“Cold Tangerines”


They say, ‘Life is 10% what happens to me and 90% how I react to it.’ Through the unexpected and winding roads of depression, anxiety and an eating disorder, I full heartedly say, touche. Before you object or take your stance on the cause and cure of mental illness just hear me out. This has been my experience, not science. I’m not offering a five-step self-help, but rather the hope I found in the midst of being overcome by the heaviness of life.

Since I was young, I decided I would be one of those people who enjoyed being alive and made the most of it. Life happened. There was brokenness in our family, hurt feelings between friends, rejection and betrayal from Christians. I focused myself on all which was crumbling to the ground around me and sunk down with my circumstances.

As I focused on how terrible things kept happening to me, another terrible thing would happen. All I really chose to see in life was pain, hardship, and broken hearts. I tried to be happy, numbing myself with drugs, alcohol, sex. I obsessed over my weight and food and exercise, trying to gain control of the hell I felt inside. Obviously, it didn’t end in happiness.

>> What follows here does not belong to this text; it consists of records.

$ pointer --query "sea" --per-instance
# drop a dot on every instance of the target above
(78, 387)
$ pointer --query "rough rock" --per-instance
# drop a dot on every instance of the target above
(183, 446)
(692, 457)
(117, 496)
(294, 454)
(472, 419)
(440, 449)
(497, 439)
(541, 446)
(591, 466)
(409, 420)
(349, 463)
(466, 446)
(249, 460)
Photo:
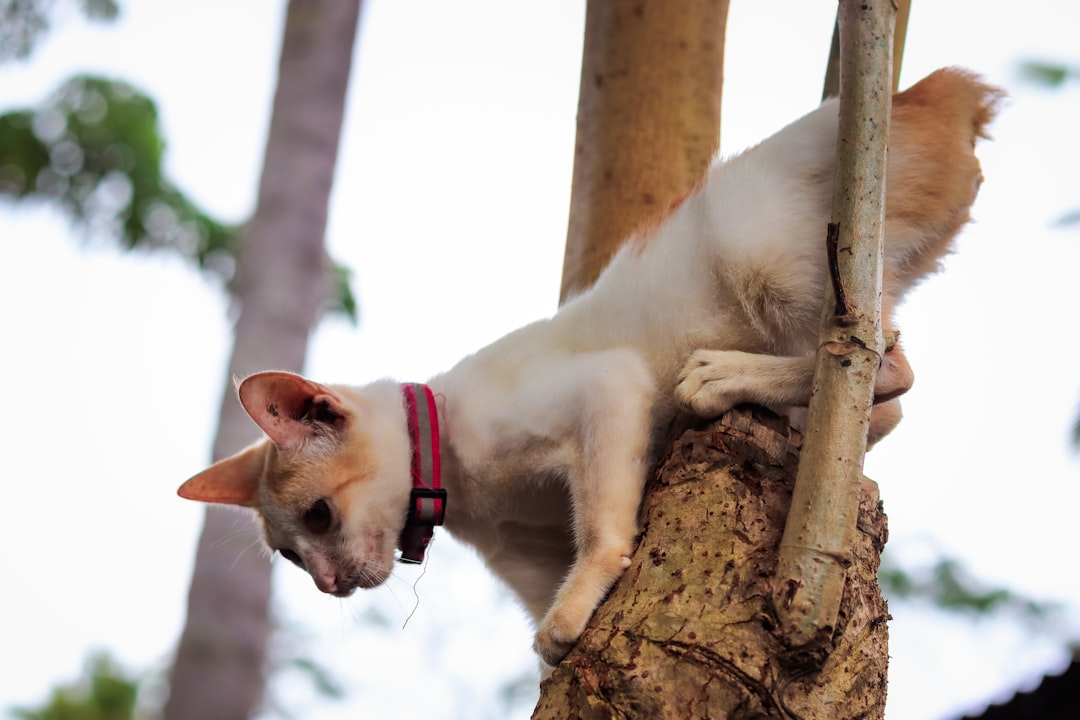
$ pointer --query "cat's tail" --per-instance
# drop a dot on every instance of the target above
(933, 173)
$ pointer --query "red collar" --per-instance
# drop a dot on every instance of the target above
(428, 500)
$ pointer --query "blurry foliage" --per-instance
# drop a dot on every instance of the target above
(94, 148)
(23, 23)
(104, 692)
(1051, 75)
(948, 586)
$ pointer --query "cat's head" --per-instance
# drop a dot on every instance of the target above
(331, 481)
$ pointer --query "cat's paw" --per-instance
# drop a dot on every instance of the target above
(709, 382)
(556, 638)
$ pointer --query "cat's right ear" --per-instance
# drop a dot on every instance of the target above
(233, 480)
(292, 409)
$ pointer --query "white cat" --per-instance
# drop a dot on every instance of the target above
(535, 449)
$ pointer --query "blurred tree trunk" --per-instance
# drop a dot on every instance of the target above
(282, 285)
(648, 121)
(689, 630)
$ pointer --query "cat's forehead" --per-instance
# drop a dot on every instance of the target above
(292, 481)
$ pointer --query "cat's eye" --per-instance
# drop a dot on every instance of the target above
(318, 518)
(291, 556)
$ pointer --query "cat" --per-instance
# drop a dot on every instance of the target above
(535, 449)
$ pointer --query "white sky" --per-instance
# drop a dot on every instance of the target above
(456, 164)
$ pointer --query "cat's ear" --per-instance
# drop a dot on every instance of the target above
(233, 480)
(291, 409)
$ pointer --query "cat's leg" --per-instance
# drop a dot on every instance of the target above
(612, 397)
(713, 381)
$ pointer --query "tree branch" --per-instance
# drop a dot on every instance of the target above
(815, 549)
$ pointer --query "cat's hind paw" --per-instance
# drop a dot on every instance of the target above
(553, 641)
(709, 383)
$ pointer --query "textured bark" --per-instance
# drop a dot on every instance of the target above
(690, 630)
(813, 555)
(282, 285)
(648, 121)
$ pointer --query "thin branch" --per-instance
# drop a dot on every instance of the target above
(821, 526)
(832, 87)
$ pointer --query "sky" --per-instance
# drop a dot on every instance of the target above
(455, 162)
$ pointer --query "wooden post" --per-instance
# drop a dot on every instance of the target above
(820, 530)
(648, 121)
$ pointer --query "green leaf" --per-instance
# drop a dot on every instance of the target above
(1051, 75)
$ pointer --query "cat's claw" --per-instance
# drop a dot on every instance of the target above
(552, 646)
(704, 384)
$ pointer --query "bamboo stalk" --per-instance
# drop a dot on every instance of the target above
(820, 530)
(832, 87)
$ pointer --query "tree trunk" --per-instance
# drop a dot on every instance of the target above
(648, 121)
(282, 285)
(690, 630)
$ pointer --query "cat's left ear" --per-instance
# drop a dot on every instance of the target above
(292, 409)
(233, 480)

As hopelessness settled in, I came across a book, a ray of light, called The Gratitude Principle. I have held onto one principle throughout these last four years, wake up and before thinking anything else, make notice of what you’re grateful for. I was not instantly filled with joy, nor did I overcome much of anything that first morning. But as I have made this one discipline into a lifestyle and an outlook on life I have begun to understand the truth behind what Paul wrote almost 2,000 years ago “Give thanks in all circumstances; for this is God’s will for you in Christ Jesus.”

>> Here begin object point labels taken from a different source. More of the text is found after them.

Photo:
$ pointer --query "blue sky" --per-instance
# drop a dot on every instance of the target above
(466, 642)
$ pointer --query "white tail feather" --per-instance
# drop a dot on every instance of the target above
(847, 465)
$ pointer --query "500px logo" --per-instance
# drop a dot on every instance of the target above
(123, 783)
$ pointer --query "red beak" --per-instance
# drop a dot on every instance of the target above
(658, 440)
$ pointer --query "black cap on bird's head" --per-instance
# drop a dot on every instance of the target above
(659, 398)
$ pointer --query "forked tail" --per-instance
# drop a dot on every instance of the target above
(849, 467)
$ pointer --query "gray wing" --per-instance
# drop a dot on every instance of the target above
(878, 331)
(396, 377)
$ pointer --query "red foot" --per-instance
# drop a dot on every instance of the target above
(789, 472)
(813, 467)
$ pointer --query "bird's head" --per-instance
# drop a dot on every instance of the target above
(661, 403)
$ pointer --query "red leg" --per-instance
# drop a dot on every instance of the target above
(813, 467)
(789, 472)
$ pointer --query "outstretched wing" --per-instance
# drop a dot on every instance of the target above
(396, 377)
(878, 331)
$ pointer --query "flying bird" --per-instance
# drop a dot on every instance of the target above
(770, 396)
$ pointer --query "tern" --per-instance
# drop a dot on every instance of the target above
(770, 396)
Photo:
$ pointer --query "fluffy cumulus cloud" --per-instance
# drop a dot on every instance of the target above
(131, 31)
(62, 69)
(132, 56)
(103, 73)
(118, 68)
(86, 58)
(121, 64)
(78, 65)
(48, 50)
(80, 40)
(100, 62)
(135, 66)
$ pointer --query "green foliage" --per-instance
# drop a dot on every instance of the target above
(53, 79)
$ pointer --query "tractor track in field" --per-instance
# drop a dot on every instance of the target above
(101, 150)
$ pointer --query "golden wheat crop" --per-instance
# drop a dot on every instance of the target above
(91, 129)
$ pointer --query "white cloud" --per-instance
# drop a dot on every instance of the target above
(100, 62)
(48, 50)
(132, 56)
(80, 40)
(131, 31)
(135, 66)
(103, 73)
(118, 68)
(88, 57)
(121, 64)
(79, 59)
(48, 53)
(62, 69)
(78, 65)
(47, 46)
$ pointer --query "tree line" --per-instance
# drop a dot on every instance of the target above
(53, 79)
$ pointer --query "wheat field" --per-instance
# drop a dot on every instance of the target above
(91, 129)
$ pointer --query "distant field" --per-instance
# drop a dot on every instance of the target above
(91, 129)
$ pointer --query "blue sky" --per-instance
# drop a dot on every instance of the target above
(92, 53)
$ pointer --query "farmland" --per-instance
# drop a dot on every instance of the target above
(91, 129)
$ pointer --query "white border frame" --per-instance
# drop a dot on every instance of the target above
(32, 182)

Sure there are days when I don’t feel great about my body; I am anxious, and I don’t want to get out of bed, but those days are now the minority. Most days, I am filled with life and joy and peace. I can live out of a place of contentment having given thanks for the gift of life knowing that it’s God’s will for me to find something to be grateful for in every circumstance and situation.

A little while back I found this little gem of inspiration. I want to live the life Shauna talks about below, but no matter how hard I try, if I am not living out the will of God, giving thanks in all circumstances, I will never find the deep-rooted joy that brings an overflowing abundance of color and zest into this world. I hope this sparks something in you the way it has for me.

“I’ve missed whole seasons of my life. I look back and all I remember is pain I guess I went to work or to class during that time, but I don’t really remember. I wasted a lot of time wishing I was different. I didn’t love the gift of life I was given. I wanted it to be different. But being angry didn’t change those things. It just wasted time. I can’t take away the things that have happened to you or to me, but what we have, maybe as a reward for getting through all the other days, is today. Today is a gift. And if we have tomorrow, tomorrow will be a gift.

It’s rebellious, in a way, to choose joy, to choose to dance, to choose to love your life. It’s much easier and much more common to be miserable. But I choose to do what I can do to create hope, to celebrate life, and the act of celebrating connects me back to that life I love. We could just live our normal, day-to-day lives, saving all the good living up for someday, but I think today, just plain today, is worth it. I think it’s our job, each of us, to live each day like it’s a special occasion, because we’ve been given a gift. We get to live in this beautiful world. When I live purposefully and well, when I dance instead of sitting out, when I let myself laugh hard, when I wear my favorite shoes on a regular Tuesday, that regular Tuesday is better.

Right now, around our house, all the leaves are falling, and there’s no reason that they have to turn electric bright red before they fall, but they do, and I want to live like that. I want to say, “What can I do today that brings more beauty, more energy, more hope?” Because it seems like that’s what God is saying to us, over and over. “What can I do today to remind you again how good this life is? You think the color of the sky is good now, wait till sunset. You think oranges are good? Try a tangerine.” He’s a crazy delightful mad scientist and keeps coming back from the lab with great, unbelievable new things, and it’s a gift. It’s a gift to be a part of it.

I want a life that sizzles and pops and makes me laugh out loud. And I don’t want to get to the end, or to tomorrow even, and realize that my life is a collection of meetings and pop cans and errands and receipts and dirty dishes. I want to eat cold tangerines and sing loud in the car with the windows open and wear pink shoes and stay up all night laughing and paint my walls the exact color of the sky right now. I want to sleep hard on clean white sheets and throw parties and eat ripe tomatoes and read books so good they make me jump up and down and I want my everyday to make God belly laugh, glad that He gave life to someone who loves the gift, who will use it up and wring it out and drag it around like a favorite sweater. ”

-Cold Tangerines

By Shauna Niequist

“Finally, whatever is

 True • Noble • Right • Pure • Lovely

Admirable • Excellent • Praiseworthy

Think about such things

Whatever you have learned or received or heard from me, or seen in me – put it into practice.

And the God of peace will be with you.”